I read more Bedbugger last night until I realized I was driving myself insane. There are now few things I fear more than a bedbug infestation. And even though I thought that doing laundry would help, I still felt all itchy last night even though there were no bugs in sight, nothing on the bed other than me, hubs and Calvin Klein's Anemone Collection. I don't know how you got through that scare — it would drive me mad. You must be SO relieved you don't have them.
Ugh. It was like that scene in the second Harry Potter movie when Harry and Ron go into the forest to talk to the giant spider and they look up and all the spider offspring are propelling themselves downward from the roof of the cave. If bedbugs spun webs, I'd move and go live in an open field somewhere.
It was one of my more difficult weeks, I have to admit. Worrying that I had cancer sucked, but at least I knew the chemo would probably work. And I could get some sleep along the way.

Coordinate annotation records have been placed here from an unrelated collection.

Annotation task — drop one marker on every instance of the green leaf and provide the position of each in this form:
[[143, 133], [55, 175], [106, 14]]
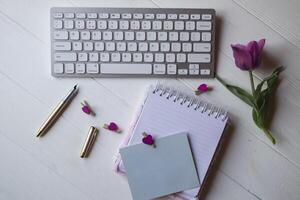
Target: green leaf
[[239, 92]]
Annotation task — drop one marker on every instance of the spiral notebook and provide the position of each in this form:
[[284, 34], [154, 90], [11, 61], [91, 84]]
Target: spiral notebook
[[166, 110]]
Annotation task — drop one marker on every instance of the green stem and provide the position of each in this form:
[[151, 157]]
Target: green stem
[[252, 82]]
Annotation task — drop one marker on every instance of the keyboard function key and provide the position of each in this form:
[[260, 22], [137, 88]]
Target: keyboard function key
[[172, 16], [183, 16], [69, 15], [126, 16], [92, 15], [204, 26], [60, 35], [58, 15], [80, 15], [206, 16], [149, 16], [195, 16], [137, 16], [161, 16], [182, 71], [103, 15], [115, 15]]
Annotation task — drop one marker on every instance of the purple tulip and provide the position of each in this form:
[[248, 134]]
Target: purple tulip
[[248, 57]]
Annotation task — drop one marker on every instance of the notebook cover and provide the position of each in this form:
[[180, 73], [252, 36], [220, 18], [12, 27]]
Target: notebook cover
[[165, 169]]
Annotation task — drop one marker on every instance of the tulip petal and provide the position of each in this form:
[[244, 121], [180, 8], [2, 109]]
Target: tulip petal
[[254, 51], [242, 57]]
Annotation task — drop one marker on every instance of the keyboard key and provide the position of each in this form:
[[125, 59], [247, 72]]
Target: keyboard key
[[92, 15], [80, 68], [121, 46], [69, 15], [195, 16], [62, 46], [61, 35], [69, 68], [107, 68], [204, 26], [58, 68], [115, 57], [160, 16], [80, 15], [206, 16], [199, 58], [69, 24], [104, 57], [138, 16], [126, 16], [195, 36], [57, 15], [190, 25], [194, 71], [124, 25], [205, 71], [171, 69], [79, 24], [126, 57], [159, 57], [168, 25], [206, 36], [181, 58], [157, 25], [82, 57], [179, 25], [103, 15], [159, 68], [162, 36], [65, 57], [74, 35], [182, 71], [149, 16], [172, 16], [184, 36], [146, 25], [183, 16], [202, 47], [115, 15], [92, 68], [102, 24]]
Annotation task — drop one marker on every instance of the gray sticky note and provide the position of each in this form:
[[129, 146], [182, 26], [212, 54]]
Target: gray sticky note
[[166, 169]]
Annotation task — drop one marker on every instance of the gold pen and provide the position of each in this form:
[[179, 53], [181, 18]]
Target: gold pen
[[89, 142], [56, 113]]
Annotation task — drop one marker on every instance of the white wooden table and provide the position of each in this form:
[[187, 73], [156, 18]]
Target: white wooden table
[[50, 167]]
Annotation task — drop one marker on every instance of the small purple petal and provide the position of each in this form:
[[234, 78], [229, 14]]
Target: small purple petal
[[243, 59], [202, 88], [148, 140], [86, 110], [113, 126]]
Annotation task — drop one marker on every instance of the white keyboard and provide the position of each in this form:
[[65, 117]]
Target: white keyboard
[[116, 42]]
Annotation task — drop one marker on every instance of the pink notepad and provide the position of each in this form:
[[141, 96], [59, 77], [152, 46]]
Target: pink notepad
[[164, 111]]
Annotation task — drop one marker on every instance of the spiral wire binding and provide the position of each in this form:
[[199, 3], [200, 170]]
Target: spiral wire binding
[[197, 104]]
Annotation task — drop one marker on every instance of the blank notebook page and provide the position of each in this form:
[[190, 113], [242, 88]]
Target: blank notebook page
[[161, 117]]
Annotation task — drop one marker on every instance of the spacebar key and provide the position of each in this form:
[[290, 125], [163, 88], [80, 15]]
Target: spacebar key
[[107, 68]]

In addition to washing and bagging everything and scrubbing my whole apartment, I looked for bugs in every nook and cranny and preserved whatever I found in packing tape. I ended up with a grisly collection of tiny beetles and things -- even the exterminator didn't know what some of them were. At the time I was just thrilled to hear they weren't bedbugs, but now, weeks later, I'm still in the habit of looking for bugs everywhere I go, and I wish I weren't. Yick.
The upside was that I ended up throwing out a lot of things (some of which shrank in the wash), which will save me some time and suffering when I need to consolidate my belongings and move in with my soon-to-be husband. You can't be sentimental when you're fighting bedbugs, even imaginary ones.